Quest to mine the far corners of the web
5 November 2001

Search engines have come a long way since they first trawled the web's relatively compact dimensions back in the mid-1990s.

From digging up pages of largely irrelevant information in only one language (English) and format (HTML), the search engines of today are not only far more likely to yield accurate results, but will mine images and multi-lingual message boards, audio files and databases in the process of yielding them.

If the ultimate search engine can be defined as one, "that would understand exactly what you meant and give you back exactly what you want," in the words of search company Google co-founder Larry Page, then search engine science is still in its infancy. With search currently the second most popular internet activity after e-mail, the race towards creating the "ultimate" search engine is being highly contested in a packed marketplace.

One of the key challenges facing search companies is understanding the context for queries. "We give search engines so little information that it is impossible for them to give us back exactly what we are looking for," says Danny Sullivan, search engine analyst and editor of the web-based search engine resource, SearchEngineWatch.com.

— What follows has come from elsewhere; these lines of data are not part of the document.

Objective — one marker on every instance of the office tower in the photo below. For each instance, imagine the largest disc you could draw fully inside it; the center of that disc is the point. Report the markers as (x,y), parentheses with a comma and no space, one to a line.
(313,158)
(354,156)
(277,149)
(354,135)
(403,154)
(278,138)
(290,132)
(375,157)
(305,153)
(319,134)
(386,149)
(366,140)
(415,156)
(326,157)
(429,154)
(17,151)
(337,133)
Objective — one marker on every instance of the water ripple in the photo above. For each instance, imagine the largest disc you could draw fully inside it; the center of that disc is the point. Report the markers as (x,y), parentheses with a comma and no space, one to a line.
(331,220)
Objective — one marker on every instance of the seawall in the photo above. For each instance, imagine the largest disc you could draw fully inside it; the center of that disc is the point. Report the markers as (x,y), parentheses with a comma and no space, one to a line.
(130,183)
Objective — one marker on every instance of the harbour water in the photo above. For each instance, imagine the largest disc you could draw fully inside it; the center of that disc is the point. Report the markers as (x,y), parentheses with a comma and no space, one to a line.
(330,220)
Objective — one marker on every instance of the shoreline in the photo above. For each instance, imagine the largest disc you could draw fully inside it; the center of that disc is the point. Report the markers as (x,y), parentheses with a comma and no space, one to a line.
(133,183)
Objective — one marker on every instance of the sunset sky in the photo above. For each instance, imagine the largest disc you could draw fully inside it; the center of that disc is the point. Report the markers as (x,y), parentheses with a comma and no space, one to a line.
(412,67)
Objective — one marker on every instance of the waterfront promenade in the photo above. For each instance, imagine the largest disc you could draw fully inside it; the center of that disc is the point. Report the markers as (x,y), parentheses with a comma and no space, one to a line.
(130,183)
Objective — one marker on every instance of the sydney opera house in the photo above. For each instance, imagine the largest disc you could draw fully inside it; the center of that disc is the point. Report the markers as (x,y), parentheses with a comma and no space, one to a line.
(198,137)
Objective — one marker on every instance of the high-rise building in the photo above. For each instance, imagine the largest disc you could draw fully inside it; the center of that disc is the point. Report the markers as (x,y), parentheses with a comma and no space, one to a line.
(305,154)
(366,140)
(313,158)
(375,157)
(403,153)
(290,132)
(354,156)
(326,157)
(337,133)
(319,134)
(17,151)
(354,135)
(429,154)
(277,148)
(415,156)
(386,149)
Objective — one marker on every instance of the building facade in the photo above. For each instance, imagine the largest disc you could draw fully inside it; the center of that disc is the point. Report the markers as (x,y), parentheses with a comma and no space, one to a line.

For Mr Sullivan, the future of search lies in creating personal profiles of searchers. Thus if the engine knows a searcher lives in the UK when they type "football" into the query box, it is more likely to bring up information about Manchester United than The San Francisco 49ers.

Companies such as the UK-based data retrieval company NCorp and the US-based Buzznotes are already beginning to leverage personal information about users to return more accurate results. NCorp uses information about a user's previous hits, clickstream habits and specified interests to tailor its results pages.

"We are starting to make the connection between the user and the web rather than assuming that one size fits all," says Ian Hegarty, technical architect at Alta Vista Europe.

However, privacy and technological issues stand in the way of what would otherwise be a lucrative avenue for search providers. Search company Inktomi has just started experimenting with personalised searches within the corporate arena, using information that is already available about employees to create customised searches within a closed environment.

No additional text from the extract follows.